In Chapter 7, many of your secured creditors will send you a reaffirmation agreement to sign. Even if you have decided to reaffirm the debt, you might not necessarily want to sign the agreement. First and foremost, if you default on your loan payment after you have entered into a reaffirmation agreement – you will be liable for the whole amount of the debt. Your bankruptcy discharge will not protect you from collection efforts. Second, although failure to sign a reaffirmation agreement can be interpreted as a technical default and invite repossession, the odds are next to nil that a creditor would repossess your property despite you remaining current on payments.
In short – reaffirming secured debts can help rebuild your credit, but you should only reaffirm on what you need and can afford.

What happens to my tax refund if I file for bankruptcy?

Your tax refunds are treated as an asset just like all of the other property that you own, and ordinarily it can be taken as exempt. In Chapter 7, this basically boils down to you keeping your tax refunds.

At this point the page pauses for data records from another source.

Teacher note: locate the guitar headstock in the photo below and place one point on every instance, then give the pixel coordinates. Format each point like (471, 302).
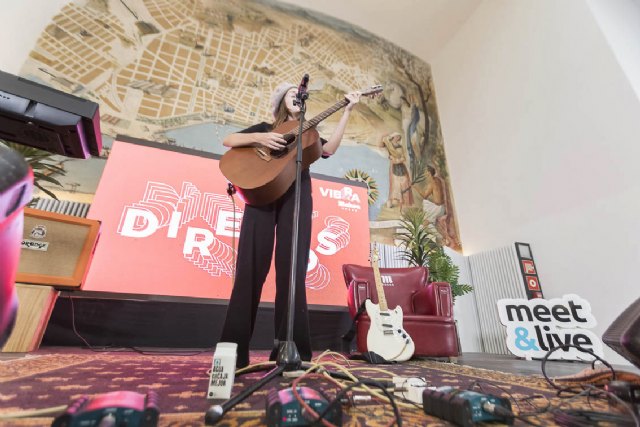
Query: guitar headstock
(375, 256)
(371, 91)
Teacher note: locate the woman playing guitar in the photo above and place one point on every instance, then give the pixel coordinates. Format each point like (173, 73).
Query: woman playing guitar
(263, 224)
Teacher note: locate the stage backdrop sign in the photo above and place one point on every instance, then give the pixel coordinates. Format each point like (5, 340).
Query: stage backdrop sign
(168, 227)
(537, 325)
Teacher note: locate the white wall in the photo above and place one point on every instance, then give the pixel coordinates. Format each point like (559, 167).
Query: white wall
(541, 129)
(22, 24)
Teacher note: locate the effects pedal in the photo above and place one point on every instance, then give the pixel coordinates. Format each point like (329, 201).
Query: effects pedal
(283, 409)
(465, 408)
(118, 408)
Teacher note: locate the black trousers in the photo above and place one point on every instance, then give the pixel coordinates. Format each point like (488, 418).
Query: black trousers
(260, 226)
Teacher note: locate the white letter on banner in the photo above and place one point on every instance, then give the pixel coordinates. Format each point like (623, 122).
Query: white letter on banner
(191, 242)
(132, 215)
(174, 224)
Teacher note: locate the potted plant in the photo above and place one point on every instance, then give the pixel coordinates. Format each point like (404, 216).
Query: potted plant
(420, 248)
(41, 163)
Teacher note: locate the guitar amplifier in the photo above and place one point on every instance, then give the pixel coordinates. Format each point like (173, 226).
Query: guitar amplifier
(16, 186)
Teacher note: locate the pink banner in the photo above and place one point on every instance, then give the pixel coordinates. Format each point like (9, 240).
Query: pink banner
(168, 228)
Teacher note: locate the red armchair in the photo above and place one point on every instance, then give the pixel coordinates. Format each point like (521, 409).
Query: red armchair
(427, 307)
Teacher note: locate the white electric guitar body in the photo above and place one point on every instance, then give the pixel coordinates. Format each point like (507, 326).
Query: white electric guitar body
(386, 337)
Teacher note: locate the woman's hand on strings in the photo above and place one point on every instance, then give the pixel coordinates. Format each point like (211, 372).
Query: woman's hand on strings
(271, 140)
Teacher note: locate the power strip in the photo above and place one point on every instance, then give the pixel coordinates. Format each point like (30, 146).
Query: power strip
(410, 389)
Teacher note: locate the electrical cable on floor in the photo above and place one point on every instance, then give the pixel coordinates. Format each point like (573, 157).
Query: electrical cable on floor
(45, 412)
(109, 349)
(231, 190)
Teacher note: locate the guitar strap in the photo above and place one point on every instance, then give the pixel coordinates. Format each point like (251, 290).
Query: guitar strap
(348, 337)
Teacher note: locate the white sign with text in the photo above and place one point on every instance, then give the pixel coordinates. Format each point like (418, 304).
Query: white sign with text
(538, 325)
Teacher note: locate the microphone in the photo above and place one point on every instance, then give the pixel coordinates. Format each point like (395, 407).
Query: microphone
(302, 89)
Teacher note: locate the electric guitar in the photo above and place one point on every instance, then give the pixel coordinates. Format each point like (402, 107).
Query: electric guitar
(261, 175)
(386, 337)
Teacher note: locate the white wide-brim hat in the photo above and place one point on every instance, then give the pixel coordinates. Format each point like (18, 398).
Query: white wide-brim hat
(277, 95)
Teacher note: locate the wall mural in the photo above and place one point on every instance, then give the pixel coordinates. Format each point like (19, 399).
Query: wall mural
(188, 72)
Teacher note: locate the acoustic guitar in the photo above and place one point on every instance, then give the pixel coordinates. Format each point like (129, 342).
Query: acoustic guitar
(386, 337)
(262, 175)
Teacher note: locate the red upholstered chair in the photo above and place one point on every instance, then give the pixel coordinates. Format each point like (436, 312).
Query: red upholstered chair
(427, 307)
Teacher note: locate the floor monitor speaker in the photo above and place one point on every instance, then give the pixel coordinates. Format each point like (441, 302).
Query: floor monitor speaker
(624, 334)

In Chapter 13, your tax refunds for the years while you are in the Plan may also play a role in your plan payments. The reason for this is because in Chapter 13, all of your projected disposable income is supposed to come into the Chapter 13 Plan. Tax refunds are an indication that you have over-withheld. In theory, if your withholdings had been adjusted properly, there would be no refund and more money would have been available throughout the year. For below median debtors, your Plan is calculated based on your budget, for which taxes are based on your withholdings. Therefore, in the Eastern District of Wisconsin, the Trustee takes one half of all state and federal tax refunds. For above median debtors, their taxes are calculated on the Means Test, which is based on actual tax liability, so withholdings are irrelevant. For this reason, above median debtors do not have to pay in half of their tax refunds. However, if their withholdings are too high, they may find they have a hard time affording their regular Plan payments.
There are, of course, exceptions to each rule under special circumstances. One of the common misconceptions is that tax refunds help pay off a Chapter 13 Plan faster. Unless you are scheduled for a 100% Plan (meaning all creditors are repaid in full), this is not the case. Tax refunds are additional funds allocated to creditors in excess of what they are entitled to under the original plan calculations. I will discuss the effect of floor amounts and buying your way out of Chapter 13 early at a later time.